We have previously reported on the relationship between psychological and physiological state after trauma [4], but have focused on incident-specific data in the prediction of at-risk status in our patients [9]. The recent suggestion that GABA may be useful in PTSD prediction in the short term [11] prompted our examination of GABA and proinflammatory markers of the metabolic response to trauma and their relationship to subsequent development of PTP.

Cortisol or ACTH assays are the most direct measures of HPA function and have been used to predict PTSD symnptomatology [33], but require complex methodology, particularly in specific timing of testing due to the effects of complex circadian rhythmns. Function of HPA and proinflammatory markers of trauma are enmeshed and complex, but it has been suggested that proinflammatory cytokine levels can provide a physiological correlation with HPA function [17]. It is not possible to identify a single marker of the inflammatory response to trauma. Each of the three cytokines (IL-6, sIL-6r, and TNF-α) that we have tested as well as CRP have been used in various studies of the response to physical trauma, including surgery [15, 34–48].

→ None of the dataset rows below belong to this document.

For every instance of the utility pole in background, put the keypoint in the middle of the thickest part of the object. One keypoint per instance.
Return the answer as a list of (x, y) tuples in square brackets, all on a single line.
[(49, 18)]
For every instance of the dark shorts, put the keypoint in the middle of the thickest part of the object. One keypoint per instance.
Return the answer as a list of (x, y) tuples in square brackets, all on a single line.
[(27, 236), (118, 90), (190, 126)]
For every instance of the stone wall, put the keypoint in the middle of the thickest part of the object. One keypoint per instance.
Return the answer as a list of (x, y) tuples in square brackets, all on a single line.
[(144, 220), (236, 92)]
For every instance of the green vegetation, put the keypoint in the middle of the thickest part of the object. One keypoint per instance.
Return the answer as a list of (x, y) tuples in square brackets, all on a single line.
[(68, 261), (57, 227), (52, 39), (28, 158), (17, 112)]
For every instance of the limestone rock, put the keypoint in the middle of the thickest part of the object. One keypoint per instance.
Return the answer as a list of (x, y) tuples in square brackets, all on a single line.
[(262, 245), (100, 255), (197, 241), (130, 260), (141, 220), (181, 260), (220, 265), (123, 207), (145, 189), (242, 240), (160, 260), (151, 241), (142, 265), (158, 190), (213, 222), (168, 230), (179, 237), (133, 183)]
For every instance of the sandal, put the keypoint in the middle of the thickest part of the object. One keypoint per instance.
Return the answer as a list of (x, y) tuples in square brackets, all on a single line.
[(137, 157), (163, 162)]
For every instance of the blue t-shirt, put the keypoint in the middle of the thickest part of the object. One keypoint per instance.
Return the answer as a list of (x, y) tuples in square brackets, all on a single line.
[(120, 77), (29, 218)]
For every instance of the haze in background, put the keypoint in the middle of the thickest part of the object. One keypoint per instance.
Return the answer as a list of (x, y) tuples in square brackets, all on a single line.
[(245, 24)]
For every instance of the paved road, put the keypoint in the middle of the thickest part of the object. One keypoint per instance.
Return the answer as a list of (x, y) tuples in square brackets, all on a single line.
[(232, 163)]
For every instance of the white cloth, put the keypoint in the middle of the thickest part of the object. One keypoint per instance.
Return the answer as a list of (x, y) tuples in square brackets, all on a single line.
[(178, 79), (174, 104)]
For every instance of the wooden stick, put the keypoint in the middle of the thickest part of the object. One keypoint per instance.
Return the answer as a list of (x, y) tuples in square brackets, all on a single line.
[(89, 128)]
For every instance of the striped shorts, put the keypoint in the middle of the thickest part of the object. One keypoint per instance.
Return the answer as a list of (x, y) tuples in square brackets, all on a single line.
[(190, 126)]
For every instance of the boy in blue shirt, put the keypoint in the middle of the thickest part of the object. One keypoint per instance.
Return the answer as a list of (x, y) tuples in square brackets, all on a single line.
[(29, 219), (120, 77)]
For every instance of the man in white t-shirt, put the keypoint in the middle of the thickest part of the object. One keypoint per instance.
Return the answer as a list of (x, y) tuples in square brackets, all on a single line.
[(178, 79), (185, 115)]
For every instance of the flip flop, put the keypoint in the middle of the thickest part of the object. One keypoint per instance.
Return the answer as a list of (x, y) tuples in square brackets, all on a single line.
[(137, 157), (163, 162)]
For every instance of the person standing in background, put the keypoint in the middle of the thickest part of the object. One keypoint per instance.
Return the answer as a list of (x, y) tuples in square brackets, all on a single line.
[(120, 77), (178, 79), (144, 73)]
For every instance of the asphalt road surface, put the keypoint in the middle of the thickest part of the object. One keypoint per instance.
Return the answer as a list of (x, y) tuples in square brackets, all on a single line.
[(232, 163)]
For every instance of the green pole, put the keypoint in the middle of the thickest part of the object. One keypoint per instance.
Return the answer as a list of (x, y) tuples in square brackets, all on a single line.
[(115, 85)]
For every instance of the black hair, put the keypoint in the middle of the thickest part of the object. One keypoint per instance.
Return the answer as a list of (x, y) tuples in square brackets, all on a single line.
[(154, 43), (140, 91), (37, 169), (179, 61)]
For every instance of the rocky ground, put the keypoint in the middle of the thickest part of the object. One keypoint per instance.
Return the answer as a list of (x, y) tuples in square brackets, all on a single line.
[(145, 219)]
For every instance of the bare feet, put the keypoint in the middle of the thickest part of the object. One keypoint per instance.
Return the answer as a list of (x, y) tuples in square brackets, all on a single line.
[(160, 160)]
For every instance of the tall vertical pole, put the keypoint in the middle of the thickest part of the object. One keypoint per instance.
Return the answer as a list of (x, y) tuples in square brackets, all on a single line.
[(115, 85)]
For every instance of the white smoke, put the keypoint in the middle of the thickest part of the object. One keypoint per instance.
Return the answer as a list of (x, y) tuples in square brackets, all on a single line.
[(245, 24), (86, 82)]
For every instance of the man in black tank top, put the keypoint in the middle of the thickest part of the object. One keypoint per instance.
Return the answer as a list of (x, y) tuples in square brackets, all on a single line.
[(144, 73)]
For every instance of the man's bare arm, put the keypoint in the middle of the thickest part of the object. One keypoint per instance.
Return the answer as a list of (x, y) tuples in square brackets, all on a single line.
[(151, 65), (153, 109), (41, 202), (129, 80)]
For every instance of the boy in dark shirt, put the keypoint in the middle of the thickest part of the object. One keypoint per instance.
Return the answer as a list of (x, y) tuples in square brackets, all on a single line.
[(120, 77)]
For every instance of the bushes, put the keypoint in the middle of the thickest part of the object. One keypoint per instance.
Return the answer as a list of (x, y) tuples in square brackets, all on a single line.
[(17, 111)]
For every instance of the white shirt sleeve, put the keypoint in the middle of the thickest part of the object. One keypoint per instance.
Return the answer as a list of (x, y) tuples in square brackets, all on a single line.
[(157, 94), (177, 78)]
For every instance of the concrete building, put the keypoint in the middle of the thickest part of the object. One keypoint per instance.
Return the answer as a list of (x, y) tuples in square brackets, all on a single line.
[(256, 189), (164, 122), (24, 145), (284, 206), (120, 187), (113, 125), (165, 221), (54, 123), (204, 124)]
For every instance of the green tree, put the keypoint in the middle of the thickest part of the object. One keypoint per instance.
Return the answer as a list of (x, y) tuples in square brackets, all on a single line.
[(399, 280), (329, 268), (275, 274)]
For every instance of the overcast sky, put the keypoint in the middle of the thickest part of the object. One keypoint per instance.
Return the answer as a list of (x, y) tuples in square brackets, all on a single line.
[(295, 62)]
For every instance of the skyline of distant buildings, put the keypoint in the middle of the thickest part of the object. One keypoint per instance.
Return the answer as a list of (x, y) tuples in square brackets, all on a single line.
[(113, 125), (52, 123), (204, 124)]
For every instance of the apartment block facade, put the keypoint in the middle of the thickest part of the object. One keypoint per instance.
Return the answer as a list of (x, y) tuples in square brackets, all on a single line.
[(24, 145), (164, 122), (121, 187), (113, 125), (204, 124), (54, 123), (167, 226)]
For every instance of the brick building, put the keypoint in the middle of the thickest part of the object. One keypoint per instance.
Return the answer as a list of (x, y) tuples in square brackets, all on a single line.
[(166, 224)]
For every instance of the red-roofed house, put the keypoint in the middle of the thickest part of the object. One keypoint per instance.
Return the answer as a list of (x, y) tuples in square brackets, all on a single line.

A focus upon PTSD as the sole psychiatric consequence of trauma is, in our view, too narrow. There is extensive symptom overlap in posttraumatic conditions, and while some patients will exhibit frank PTSD, others may not reach the diagnostic threshold while still suffering significant distress and dysfunction in their everyday life. For this reason, we have preferred to consider posttraumatic psychopathology (PTP) as representing the full spectrum of pathological reactions to injury, including associated depression or anxiety. This has led us to use GHQ as a screening tool for general psychiatric symptomatology, rather than focussing on a single diagnosis; we believe that this approach more truly reflects, in a practical way, the experience of our patients rather than in a research-driven enquiry.

Our data suggest no useful prediction of subsequent PTP by the assessment of HPA axis function, as measured by GABA, CRP, and proinflammatory cytokines. We have previously demonstrated the importance of the patient's perception of the incident, and would suggest that it more strongly predicts PTP than a snapshot of physiological markers [9].